Incident on 2020-09-07 - All users are unable to create new ingress rules
Key events
- First detected 2020-09-07 12:39
- Incident declared 2020-09-07 12:54
- Resolved 2020-09-07 15:56
Time to repair: 3h 02m
Time to resolve: 3h 17m
Identified: The Ingress API refused 100% of POST requests.
Impact:
- If a user were to provision a new service, they would be unable to create an ingress into the cluster.
Context:
- Version 0.1.0 of the teams ingress controller module enabled the creation of a
validationwebhookconfiguration
resource. - By enabling this option we created a single point of failure for all ingress-controller pods in the
ingress-controller
namespace. - A new 0.1.0 ingress controller failed to create in the “live-1” cluster due to AWS resource limits.

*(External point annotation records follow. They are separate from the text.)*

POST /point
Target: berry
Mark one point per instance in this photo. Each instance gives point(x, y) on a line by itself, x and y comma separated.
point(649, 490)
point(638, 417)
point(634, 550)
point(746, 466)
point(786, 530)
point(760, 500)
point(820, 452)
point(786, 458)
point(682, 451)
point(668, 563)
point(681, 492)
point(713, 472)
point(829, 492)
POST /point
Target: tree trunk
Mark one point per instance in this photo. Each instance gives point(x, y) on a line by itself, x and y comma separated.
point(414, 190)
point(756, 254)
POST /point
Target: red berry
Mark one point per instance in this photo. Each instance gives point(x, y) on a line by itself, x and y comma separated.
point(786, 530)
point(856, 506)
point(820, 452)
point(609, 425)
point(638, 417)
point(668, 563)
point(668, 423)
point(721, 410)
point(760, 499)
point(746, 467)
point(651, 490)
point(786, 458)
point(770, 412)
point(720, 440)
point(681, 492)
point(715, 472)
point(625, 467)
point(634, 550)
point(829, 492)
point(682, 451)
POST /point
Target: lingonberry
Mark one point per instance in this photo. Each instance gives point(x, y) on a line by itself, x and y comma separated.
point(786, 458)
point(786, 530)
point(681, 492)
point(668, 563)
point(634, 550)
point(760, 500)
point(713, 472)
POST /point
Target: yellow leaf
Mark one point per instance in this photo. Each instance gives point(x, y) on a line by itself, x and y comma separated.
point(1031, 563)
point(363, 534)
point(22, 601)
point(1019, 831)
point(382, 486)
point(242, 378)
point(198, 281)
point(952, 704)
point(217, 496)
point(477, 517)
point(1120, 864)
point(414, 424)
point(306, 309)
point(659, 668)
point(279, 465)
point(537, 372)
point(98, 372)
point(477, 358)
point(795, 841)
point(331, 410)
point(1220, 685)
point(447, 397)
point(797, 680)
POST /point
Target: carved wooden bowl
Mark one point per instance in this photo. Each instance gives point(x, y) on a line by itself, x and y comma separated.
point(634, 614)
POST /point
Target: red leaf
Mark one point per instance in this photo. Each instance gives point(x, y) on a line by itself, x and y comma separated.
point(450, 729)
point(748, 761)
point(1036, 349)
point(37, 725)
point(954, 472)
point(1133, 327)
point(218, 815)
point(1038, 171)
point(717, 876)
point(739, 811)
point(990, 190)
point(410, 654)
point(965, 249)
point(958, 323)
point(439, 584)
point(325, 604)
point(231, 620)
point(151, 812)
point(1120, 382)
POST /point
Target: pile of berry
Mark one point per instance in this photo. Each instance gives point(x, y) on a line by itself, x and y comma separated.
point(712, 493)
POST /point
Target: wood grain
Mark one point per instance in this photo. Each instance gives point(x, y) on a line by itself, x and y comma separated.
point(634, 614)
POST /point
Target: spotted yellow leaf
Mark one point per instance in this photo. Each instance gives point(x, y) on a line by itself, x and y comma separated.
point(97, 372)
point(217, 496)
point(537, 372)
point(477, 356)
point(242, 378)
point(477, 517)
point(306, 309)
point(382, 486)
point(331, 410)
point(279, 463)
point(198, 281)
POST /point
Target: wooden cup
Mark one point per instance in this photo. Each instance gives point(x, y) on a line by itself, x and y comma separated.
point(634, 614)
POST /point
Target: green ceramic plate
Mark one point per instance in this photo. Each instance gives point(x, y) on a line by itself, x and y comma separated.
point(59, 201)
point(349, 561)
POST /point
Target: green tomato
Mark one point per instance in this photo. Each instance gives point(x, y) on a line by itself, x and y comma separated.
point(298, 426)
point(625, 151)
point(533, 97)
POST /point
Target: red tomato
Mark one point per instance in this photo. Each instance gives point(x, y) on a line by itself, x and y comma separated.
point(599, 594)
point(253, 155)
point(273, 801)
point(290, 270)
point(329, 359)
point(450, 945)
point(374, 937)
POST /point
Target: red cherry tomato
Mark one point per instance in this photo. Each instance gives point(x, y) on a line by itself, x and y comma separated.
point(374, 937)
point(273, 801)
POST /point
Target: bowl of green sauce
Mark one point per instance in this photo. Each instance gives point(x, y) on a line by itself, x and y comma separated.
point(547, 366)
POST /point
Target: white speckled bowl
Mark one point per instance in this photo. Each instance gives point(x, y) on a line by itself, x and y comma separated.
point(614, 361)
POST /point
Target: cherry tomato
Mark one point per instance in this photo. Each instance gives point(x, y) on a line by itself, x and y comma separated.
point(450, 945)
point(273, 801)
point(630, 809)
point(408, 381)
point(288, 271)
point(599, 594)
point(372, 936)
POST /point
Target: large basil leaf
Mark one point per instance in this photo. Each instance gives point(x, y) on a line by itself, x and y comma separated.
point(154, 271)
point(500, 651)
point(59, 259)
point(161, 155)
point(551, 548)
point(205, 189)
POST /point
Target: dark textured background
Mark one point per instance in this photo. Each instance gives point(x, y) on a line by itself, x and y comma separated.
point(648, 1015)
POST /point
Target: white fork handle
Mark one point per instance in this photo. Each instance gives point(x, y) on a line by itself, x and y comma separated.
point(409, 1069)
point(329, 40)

- Validation webhook stopped new rules from creating, with the error:
Error from server (InternalError): error when creating "ingress.yaml": Internal error occurred: failed calling webhook "validate.nginx.ingress.kubernetes.io": Post offender-categorisation-prod-nx-controller-admission.ingress-controllers.svc:443/extensions/v1beta1/ingresses?timeout=30s: x509: certificate signed by unknown authority
- Initial investigation thread: https://mojdt.slack.com/archives/C514ETYJX/p1599478794246900
- Incident declared: https://mojdt.slack.com/archives/C514ETYJX/p1599479640251900
- Version 0.1.0 of the teams ingress controller module enabled the creation of a
Resolution: The team manually removed the all the additional admission controllers created by 0.1.0. They then removed the admission webhook from the module and created a new release (0.1.1). All ingress modules currently on 0.1.0 were upgraded to the new release 0.1.1.